To access a file, the file system needs to translate the file's name to its number. for example
/home/raz/Code
might get translated to 690761
directories map human readable names to these numbers. We want to group directories hierarchically so that users can group related files.
Implementing this is simple. We will use files to store directories. So if the OS has the file number of a directory it can open up the directory file and scan through the filename/number pairs until it finds the right one.
For example
if we are looking for foo.txt
we scan the directory and find it has file number 871
This can be recursive
The file number for the directory /home/raz can be found by looking up raz in the home directory. and the directory home can be found by looking at the root directory.

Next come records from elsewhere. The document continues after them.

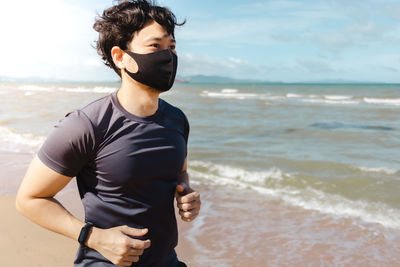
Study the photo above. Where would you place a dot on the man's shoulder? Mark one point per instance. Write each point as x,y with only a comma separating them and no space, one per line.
172,110
98,109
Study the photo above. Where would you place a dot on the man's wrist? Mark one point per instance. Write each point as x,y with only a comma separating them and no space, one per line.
92,237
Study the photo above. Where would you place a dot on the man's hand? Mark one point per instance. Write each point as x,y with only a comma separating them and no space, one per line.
188,202
117,245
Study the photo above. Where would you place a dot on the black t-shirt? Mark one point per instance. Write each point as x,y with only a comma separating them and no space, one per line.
126,168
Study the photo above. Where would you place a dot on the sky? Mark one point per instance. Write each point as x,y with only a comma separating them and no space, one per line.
275,40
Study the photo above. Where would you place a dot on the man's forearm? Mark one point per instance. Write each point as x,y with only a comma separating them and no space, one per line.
50,214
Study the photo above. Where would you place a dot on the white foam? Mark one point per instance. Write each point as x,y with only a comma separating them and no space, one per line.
104,90
332,102
229,90
30,87
17,141
306,198
290,95
338,97
383,101
234,173
239,96
383,170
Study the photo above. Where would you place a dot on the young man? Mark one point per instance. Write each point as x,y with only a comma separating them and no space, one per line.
128,151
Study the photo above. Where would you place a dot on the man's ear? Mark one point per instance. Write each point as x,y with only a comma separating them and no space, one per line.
122,60
117,55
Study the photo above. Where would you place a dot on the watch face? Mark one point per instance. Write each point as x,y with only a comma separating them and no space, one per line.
84,232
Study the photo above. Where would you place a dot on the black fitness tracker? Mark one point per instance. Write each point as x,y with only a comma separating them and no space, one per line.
84,233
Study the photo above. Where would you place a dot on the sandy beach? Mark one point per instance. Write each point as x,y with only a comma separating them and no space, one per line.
25,244
235,228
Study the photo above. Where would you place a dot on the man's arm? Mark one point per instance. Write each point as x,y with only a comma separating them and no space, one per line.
188,200
35,200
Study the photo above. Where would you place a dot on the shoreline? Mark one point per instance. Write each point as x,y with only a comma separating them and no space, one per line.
235,227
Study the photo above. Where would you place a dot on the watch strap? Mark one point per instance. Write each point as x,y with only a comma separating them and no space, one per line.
84,233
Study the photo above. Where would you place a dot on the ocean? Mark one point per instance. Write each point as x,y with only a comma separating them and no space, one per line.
303,174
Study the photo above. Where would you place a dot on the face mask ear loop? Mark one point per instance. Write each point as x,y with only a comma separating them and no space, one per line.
132,57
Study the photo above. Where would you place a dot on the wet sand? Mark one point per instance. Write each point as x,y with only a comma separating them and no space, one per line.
236,228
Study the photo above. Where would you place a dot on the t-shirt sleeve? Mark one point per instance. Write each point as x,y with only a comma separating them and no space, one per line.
70,144
186,128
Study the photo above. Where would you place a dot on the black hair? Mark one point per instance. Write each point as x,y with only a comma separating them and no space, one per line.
117,25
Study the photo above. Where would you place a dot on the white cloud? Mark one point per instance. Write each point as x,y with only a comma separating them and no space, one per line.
190,64
43,37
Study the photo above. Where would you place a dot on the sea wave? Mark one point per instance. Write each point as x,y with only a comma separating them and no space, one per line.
383,101
231,93
306,197
383,170
331,101
30,87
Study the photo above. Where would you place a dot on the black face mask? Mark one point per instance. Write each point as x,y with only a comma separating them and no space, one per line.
156,70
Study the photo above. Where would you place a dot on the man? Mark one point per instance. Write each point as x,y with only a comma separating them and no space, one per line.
128,151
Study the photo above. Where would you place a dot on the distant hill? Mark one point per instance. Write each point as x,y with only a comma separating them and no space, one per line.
216,79
191,79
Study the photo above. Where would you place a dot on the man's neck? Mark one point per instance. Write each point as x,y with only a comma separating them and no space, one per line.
137,98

But recursion needs a base case and that base case is the root directory. The solution is to agree on the file number of the root directory ahead of time. For Unix and Linux systems they use 2 as the file number of the root directory.
So to find /home/raz/Code/cs405/fib.c
we look at the directory at file number 2. scan the directory for raz
go to that file number and repeat.
A QUESTION: since directories are stored as files can we use the same API. The same System Calls to access them (open/close/read/write
)?
No. we don't want applications to modify directories directly. We want those to be under control of the OS. So we have special commands. create/mkdir/link/unlink/rmdir
Many early implementations stored linear lists of file name/ file number in a linked list. (for example Linux ext2
)
Works well, but when you have 1,000s of files in a directory -- not so well.

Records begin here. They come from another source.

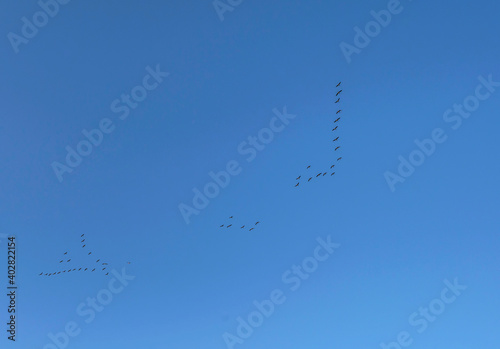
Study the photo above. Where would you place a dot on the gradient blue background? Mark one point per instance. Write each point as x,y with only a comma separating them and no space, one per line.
193,281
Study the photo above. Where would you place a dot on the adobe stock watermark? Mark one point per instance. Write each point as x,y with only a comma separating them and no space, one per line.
266,308
94,137
427,147
222,6
372,29
87,310
30,28
221,179
426,315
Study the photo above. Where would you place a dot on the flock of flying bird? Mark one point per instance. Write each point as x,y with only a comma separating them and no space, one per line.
102,265
242,227
334,140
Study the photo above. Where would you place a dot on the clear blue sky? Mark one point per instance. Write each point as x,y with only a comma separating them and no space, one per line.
193,281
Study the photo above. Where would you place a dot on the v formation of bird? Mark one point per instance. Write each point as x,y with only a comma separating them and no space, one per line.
242,227
90,269
337,147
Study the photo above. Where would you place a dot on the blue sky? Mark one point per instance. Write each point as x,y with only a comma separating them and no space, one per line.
192,281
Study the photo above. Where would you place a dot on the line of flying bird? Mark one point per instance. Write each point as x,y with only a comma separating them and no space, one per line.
321,174
103,265
242,227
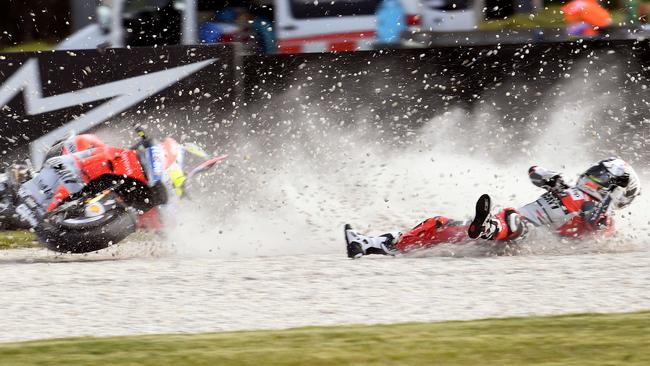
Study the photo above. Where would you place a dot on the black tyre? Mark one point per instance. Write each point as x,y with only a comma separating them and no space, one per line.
116,225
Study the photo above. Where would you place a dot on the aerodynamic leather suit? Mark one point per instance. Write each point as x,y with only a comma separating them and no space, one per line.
569,211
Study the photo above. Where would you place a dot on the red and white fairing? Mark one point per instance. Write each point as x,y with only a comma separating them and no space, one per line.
561,211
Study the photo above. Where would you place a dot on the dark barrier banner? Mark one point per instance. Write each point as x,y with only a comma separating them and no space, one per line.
44,96
514,89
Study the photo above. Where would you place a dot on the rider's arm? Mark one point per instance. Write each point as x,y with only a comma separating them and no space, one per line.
547,179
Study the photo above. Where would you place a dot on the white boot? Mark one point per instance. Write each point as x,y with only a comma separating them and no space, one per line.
359,245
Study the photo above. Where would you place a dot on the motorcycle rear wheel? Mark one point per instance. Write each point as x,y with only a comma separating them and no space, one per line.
87,237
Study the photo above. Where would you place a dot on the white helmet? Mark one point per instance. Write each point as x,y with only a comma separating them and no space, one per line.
613,177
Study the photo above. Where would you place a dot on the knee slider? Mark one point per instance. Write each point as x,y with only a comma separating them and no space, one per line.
516,226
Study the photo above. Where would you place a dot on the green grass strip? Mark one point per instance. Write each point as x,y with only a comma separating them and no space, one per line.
586,339
15,239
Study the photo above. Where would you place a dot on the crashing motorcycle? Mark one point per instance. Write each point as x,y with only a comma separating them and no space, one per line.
88,195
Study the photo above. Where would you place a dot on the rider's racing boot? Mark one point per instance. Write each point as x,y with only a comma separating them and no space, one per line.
507,224
359,245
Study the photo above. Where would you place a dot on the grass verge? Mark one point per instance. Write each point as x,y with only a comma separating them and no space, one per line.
586,339
15,239
549,17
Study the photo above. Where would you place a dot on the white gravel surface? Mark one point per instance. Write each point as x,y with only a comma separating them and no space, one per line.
45,296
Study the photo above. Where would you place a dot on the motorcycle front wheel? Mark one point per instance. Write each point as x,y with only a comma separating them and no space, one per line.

Many recent file systems store directory contents in a tree. (Linux XFS, Microsoft NTFS, Oracle's ZFS)
For example, we can use a B+ tree.
In Linux XFS, B+ tree. It hashes the filename
Process for finding file number of file name
- first compute hash of name (0x0000c45e)
- start at the B+ tree root search for that hash(root at some well known offset in the directory file
- at each level a tree node contains an array of hash key, file offset pairs that represent a pointer to the child node.
Now we can understand hard and soft links. hard links are multiple file directories entries that map different path names to the same file number. Because the file number can appear in multiple directories, file systems must ensure that a file is deleted when the last hard link is removed. To implement this we maintain a reference count. When the reference count is zero we cn remove the file.
Soft links map one file name to another name
Once a file system has translated a file name to a file number the file system must be able to find the blocks associated with that file.
dates from the late 1970s. The file allocation table is an array of 32 bit entries in a reserved area of the volume. Each file in the file system corresponds to a linked list of FAT entries. Each entry contains a pointer to the next entry or an end-of-file marker.
Suppose we have
- one file foo.txt that has a file number of 9
- another bar.txt that has a file number of 12
- 10GB drive 1KB blocks (answer 10M entries = 40MB)
- 1TB drive 1KB blocks (answer 1B entries = 8GB)
math
10GB = 10,000,000,000 / 1000 = 10,000,000 = 10M entries
2^x = 10M? = 2^24 so I would say 30MB
- sequential file read
- random read
- reliability. (no transactions)
can make block size 256k but wastes a lot of space
uses an asymmetric tree called a multilevel index as illustrated:
- Each file is a tree with fixed sized blocks (e.g., 4k)
- each file's tree is rooted in an inode that contains metadata (file owner, permissions, creation time, modification time, whether directory or not)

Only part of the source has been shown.